Meet AJAX. And also, meet Sammy Kroner, Joseph DeRose, Gabriel Perko-Engle, Ed Burke, Thelonious Breskin, Ian Simons, Connor Dietz, and Cole Yarbrough. They are students at the Bay School of San Francisco, and the makers of AJAX, a hydraulic exoskeleton that looks like something from a movie. In fact, the team cites Edge of Tomorrow, RoboCop, Iron Man, Elysium, and Aliens as inspiration. To name a few.
“We (our family) had been throwing the idea of building an exoskeleton around for a while, but we passed it off as too dangerous and too ambitious, fearing that something could go wrong and hurt the user,” says DeRose. That was more than a year ago; since then, the concept bloomed, DeRose and his dad brought on other families to work together, and they finally have a working prototype, which they are bringing to the Bay Area Maker Faire.
“There are lots of interesting solutions to complicated problems that we’ve come up with, but one of the hardest (to me) was figuring out a way to easily and accurately sense the user’s motion without conflicting with the operation of the suit,” says DeRose. The machine needs to recognize and match the wearer’s movement, and it has to do so without moving too rapidly, or in the wrong direction, for obvious safety reasons. Hall effect sensors paired with magnetic straps proved too difficult. Linear potentiometers couldn’t be easily mounted and were too sensitive. Finally, by strapping force sensors to the wearer’s legs and changing the design of the suit’s foot, they made the suit move independently of the user, whose feet stay on the ground.

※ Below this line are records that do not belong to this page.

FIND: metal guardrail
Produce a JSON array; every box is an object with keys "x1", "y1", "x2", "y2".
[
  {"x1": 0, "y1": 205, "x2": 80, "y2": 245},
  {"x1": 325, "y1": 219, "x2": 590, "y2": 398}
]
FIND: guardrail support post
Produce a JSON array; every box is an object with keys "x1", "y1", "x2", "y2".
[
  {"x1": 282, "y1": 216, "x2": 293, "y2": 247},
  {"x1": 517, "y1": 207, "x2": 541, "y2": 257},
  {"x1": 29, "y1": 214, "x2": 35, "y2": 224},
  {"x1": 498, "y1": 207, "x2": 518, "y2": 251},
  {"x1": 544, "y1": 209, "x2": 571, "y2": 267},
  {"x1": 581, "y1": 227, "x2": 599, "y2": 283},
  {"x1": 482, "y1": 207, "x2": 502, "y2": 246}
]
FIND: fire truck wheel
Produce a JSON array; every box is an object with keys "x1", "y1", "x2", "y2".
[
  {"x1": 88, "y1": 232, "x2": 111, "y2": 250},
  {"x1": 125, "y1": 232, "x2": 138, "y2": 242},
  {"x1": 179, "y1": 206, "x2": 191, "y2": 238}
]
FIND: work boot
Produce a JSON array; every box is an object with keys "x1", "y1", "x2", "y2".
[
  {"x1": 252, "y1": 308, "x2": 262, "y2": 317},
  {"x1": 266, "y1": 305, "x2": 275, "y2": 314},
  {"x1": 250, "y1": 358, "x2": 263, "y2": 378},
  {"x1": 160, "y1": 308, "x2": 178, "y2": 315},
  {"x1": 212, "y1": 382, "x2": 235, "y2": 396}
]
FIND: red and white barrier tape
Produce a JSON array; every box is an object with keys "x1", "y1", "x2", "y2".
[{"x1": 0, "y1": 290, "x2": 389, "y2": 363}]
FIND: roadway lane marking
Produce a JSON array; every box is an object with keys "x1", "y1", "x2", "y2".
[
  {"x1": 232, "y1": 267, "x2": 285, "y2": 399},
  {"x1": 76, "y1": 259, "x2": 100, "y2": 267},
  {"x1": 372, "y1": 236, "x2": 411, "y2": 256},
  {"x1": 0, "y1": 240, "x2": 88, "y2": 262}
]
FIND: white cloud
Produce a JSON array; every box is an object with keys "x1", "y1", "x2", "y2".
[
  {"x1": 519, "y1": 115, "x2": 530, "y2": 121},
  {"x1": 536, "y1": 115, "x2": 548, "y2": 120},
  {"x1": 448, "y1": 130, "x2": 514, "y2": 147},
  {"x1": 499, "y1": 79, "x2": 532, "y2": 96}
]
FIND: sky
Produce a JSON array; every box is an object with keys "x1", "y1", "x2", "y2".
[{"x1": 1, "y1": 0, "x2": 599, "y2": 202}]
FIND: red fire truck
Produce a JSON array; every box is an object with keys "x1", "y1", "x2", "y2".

Meanwhile, the arms are controlled by a set of joysticks located near the hands. This way, the suit can actually support the wearer’s arms. “The beauty of potentiometers (in the joysticks) is that a micro controller, such as Arduino, can be programmed to increase or decrease the acceleration, and not just the speed,” says Dietz, who designed the arm control. “This means that moving forward a little bit will yield slow movement, while large movements will yield faster movements.”
The build has been a learning experience all around. “My piece of the suit involved designing the control methods for the suit and learning how best to use them to control the suit,” says Yarbrough. “I think one of the coolest parts was seeing all of the different systems we designed working together to control something much larger.”
Working together is an important point, agrees DeRose.
“I think the coolest part of the process has been seeing how the design and look of the suit slowly takes shape,” he says. “It’s far from what I initially had in my mind, but that’s the fun part of working with a bunch of people who all have different solutions to problems: The end product results from an organic evolution of ideas.”